# what is the next step ?



## tactical_squirell (28 Jul 2012)

hi folks
joined few years ago as a vehicule tech, since i have previous experience as a mechanic i sometime(most of the time) feel like there is something stilll missing in my life. . . . . . . .that little bit of daily challenge. 
dont take me wrong, i love my job. i joined millitary because i needed more than just money to survive, i wanted that life to be a little exciting. loved basic training, love being on ex, whatever it is, wherever it is. i just wake up in the morning hoping someone would show up with whatever ex announcement or tasking in the middle of nowhere(wich i am waiting to go. . . .nanook is coming soon for me and i am very excited)
i have no wife, no kids, no life other than having a good time at home everyday. i easilly can afford my life, the only problem is that i am bored to death most of the time. 
now, my contract is almost at its end, and i have to decide. whether i go back to work on civi side wich i am absolutly not interested no matter what the paychek is, and i spitted last week on 150k/year if it can give you an idea how much i want to stay in
the only thing that is sure, is that i am signing again. 5 or 20,  there is the question. 
i need that blast in my life on a daily basis, i want to wake up in the morning excited to get to work. 
i want that job to move, to be totally unpredictable.  bring me something  i cannot  do. that is all i am asking for. i know my stuff very good, show me better. show me faster, sow me something different. 
was talking to  a friend, and  if i dont find any better, i am going back to school so i can get a mechanical engeneering degree. . . . .just for the hell of it. 
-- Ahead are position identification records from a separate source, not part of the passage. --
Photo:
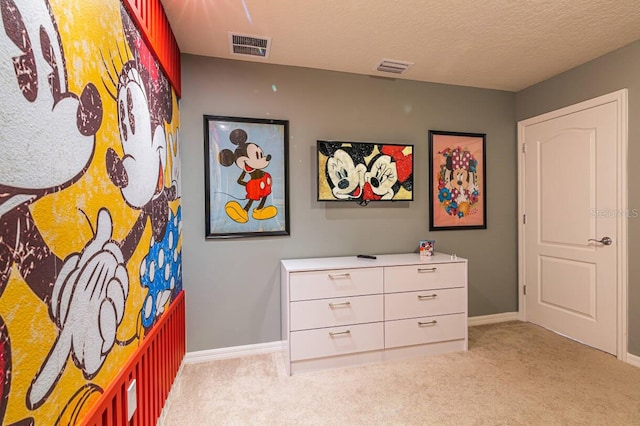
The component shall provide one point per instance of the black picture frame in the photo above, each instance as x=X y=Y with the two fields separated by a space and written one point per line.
x=364 y=171
x=246 y=177
x=457 y=180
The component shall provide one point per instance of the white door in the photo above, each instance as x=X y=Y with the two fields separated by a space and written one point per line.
x=572 y=203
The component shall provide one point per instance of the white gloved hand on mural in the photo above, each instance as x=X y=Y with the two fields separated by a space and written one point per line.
x=87 y=305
i have been thinking jtf2/csor for almost a year. 
i am more toward csor since i always can remaster as a special operator(that blast i will need in 5 years when i will et bored of support)
there is cjiru as well wikch i dont know what they do other than being ready. 
i dont know at wich door to knock, but i want to go somewhere withing the next 2 years
again, i have no life. the only thing  i want is to travel, not being at home most of the time is good for me. thats what i need to have a smile on my face. that little spark that  keeps me alive, i want it to go off on a daily basis. 


what should i look for  ?
where shouls i go ?
maybe i am asking too much, maybe i am wrong. 
give me some idea plz, if there is someone in csor support trade, plz mp. i would like to know a little more about that. 

thanks for your advices
Ben


----------



## MikeL (28 Jul 2012)

OK,  first off spelling/grammar,  how to write a proper sentence/paragraph are skills that are good to have,  not just on the forums,  but in your career.  There will come a time when you will need to write a memo,  write someone's PER/PDR, etc.
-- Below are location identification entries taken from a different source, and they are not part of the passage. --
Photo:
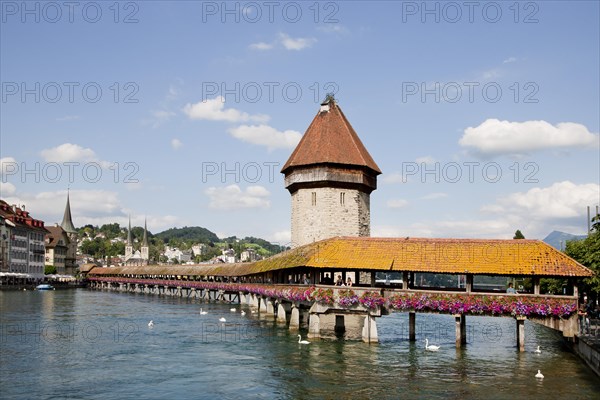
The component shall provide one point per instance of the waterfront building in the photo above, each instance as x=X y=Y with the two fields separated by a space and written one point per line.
x=330 y=176
x=5 y=234
x=57 y=247
x=26 y=252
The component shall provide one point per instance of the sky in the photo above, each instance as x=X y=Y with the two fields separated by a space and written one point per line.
x=482 y=116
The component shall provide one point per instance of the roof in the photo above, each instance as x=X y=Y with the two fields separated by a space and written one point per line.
x=20 y=218
x=55 y=234
x=450 y=256
x=330 y=139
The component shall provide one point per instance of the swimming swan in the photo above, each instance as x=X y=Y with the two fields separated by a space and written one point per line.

No matter where you go as  a Veh Tech,  you still be employed as a Veh Tech even in SOF the amount of HSLD stuff will be pretty limited.  Also,  if you get into CSOR as a supporter and want to go Operator you will need to do 2 years as a supporter before you can apply for Operator.  Don't assume that just because you are bored as a Supporter and apply to be an Operator that it will happen,  AP and SFC aren't easy so have a back up plan in case things don't as you thought they would.
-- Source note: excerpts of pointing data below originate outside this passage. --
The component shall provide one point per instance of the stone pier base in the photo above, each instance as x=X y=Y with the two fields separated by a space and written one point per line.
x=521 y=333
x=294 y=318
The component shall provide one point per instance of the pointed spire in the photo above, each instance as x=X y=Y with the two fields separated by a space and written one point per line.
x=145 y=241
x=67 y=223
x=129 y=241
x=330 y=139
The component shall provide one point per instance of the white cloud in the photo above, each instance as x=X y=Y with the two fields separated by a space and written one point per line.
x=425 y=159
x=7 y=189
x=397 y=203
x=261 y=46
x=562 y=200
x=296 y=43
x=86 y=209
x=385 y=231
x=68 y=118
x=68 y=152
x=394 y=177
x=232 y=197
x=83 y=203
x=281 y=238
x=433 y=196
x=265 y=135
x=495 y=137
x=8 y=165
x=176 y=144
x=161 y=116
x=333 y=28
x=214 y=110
> i am more toward csor since i always can remaster as a special operator


 
If you get into JTF2 as a supporter you would be able to try out to be a Assaulter as well,  again probably after a minimum amount of time as a supporter.


----------



## tactical_squirell (28 Jul 2012)

a


----------



## blacktriangle (28 Jul 2012)

You "spitted" on 150K/year? You sure you can pass a drug test?


----------



## Fishbone Jones (28 Jul 2012)

tactical_squirell said:
			
		

> a


 ???


----------



## tactical_squirell (29 Jul 2012)

100% narcotic free. i am just not interested in these jobs.


----------



## MikeL (29 Jul 2012)

I saw your post before you replaced it with "a"    Why did you erase it?


Also,  you seemed surprised that even if you got into CSOR as a supporter you would still be working as a Vehicle Tech.


----------



## tactical_squirell (29 Jul 2012)

not surprised to be working as a vehicule tech; its my job. i have been a mechanic for the last 10 years of my life and i am not ready to quit that yet, i love that stuff. 
what i wouldnt want to do is to close all doors and be stuck there as a vehicule tech, even if i stay as a vehhicule tech. i just like having these oportunity, just in case.


----------



## Illegio (2 Aug 2012)

Well, I can speak for CSOR in that if you apply as a supporter, you will not be "stuck" there forever if you don't want to be - the opportunity is there to apply as an operator after two years, or after whatever contractual obligation you find yourself under. Best of luck - I know a couple guys who have made the jump.


----------